Não há transformação moral instantânea.

Também não existem esforços inúteis.

As Leis Divinas registram cada conquista realizada pela consciência.

Mesmo quando os resultados externos ainda não se tornam visíveis, o Espírito já iniciou sua renovação interior.

Essa compreensão fortalece profundamente a esperança.

Ela deixa de depender exclusivamente das circunstâncias imediatas e passa a apoiar-se na certeza de que toda ação inspirada no bem produz consequências compatíveis com as Leis Naturais estabelecidas por Deus.

Conclusão Geral

A esperança ocupa posição singular entre as forças morais que impulsionam o progresso humano. Quando reduzida a simples expectativa de acontecimentos favoráveis, torna-se frágil e facilmente sucumbe diante das dificuldades. Quando fundamentada na compreensão das Leis Divinas, converte-se em energia permanente de transformação.

A Doutrina Espírita demonstra que essa esperança nasce da certeza racional da imortalidade do Espírito, da pluralidade das existências, do livre-arbítrio, da responsabilidade moral e da inevitabilidade do progresso.

Por isso, esperar não significa permanecer inativo.

Significa confiar trabalhando.

Aprender perseverando.

Amar servindo.

Construir hoje o futuro que desejamos alcançar.

Mais do que consolar diante das dificuldades, a esperança ativa educa a inteligência, fortalece a vontade e amplia a capacidade de colaborar com a obra divina do progresso.

Ela recorda que Deus não promete atalhos para a perfeição, mas oferece continuamente os recursos necessários para que cada Espírito avance, segundo seu esforço, sua liberdade e sua disposição de aprender.

Enquanto houver oportunidade de praticar o bem, de corrigir um equívoco, de adquirir conhecimento, de renovar sentimentos e de servir ao próximo, haverá motivos legítimos para esperar.

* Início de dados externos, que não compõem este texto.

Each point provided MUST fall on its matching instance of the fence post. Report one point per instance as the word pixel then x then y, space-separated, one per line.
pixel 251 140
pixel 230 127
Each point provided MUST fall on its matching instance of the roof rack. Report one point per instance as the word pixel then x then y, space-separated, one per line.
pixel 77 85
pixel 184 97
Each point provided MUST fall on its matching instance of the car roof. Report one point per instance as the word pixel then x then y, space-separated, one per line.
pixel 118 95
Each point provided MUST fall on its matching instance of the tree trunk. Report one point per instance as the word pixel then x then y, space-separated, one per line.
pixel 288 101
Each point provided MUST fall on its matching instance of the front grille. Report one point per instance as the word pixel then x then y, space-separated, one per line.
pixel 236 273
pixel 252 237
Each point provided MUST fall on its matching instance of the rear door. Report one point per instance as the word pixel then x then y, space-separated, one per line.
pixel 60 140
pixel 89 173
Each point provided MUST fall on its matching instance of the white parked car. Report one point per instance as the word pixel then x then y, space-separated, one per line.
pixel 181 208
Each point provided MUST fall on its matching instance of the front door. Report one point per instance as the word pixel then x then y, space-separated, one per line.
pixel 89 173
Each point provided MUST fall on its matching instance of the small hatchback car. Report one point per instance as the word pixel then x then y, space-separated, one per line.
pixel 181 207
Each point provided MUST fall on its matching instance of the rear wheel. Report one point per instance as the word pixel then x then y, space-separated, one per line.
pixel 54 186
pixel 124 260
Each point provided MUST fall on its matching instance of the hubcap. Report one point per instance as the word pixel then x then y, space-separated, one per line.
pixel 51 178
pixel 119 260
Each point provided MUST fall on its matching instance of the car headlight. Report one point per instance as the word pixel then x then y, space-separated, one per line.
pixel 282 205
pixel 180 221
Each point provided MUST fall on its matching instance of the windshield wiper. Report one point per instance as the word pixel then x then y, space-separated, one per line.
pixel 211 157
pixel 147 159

E essa esperança, longe de representar passividade, constitui uma das mais elevadas expressões da fé racional ensinada pela Doutrina Espírita.

Referências

1. Obras Fundamentais da Codificação Espírita

  • KARDEC, Allan. O Livro dos Espíritos.
  • KARDEC, Allan. O Evangelho segundo o Espiritismo.

2. Obras Complementares de Allan Kardec

  • KARDEC, Allan. Revista Espírita (1858–1869). Estudos sobre progresso moral, educação do Espírito, provas da existência, responsabilidade individual e Lei do Progresso.
  • KARDEC, Allan. Obras Póstumas.

3. Obras Subsidiárias

  • FROMM, Erich. A Revolução da Esperança. Cap. II – "O Paradoxo e a Natureza da Esperança" e "A Fé".

4. Passagens bíblicas

  • Mateus 5:16.
  • Mateus 13:3-9 (Parábola do Semeador).
  • Lucas 17:21.
  • João 16:33.
  • Hebreus 11:1
  • Hebreus 12:1.
  • Romanos 5:3-5.
  • Romanos 12:21.

5. Fontes Externas Utilizadas

  • ORGANIZAÇÃO MUNDIAL DA SAÚDE (OMS). World Mental Health Report: Transforming Mental Health for All. Genebra: OMS, 2022.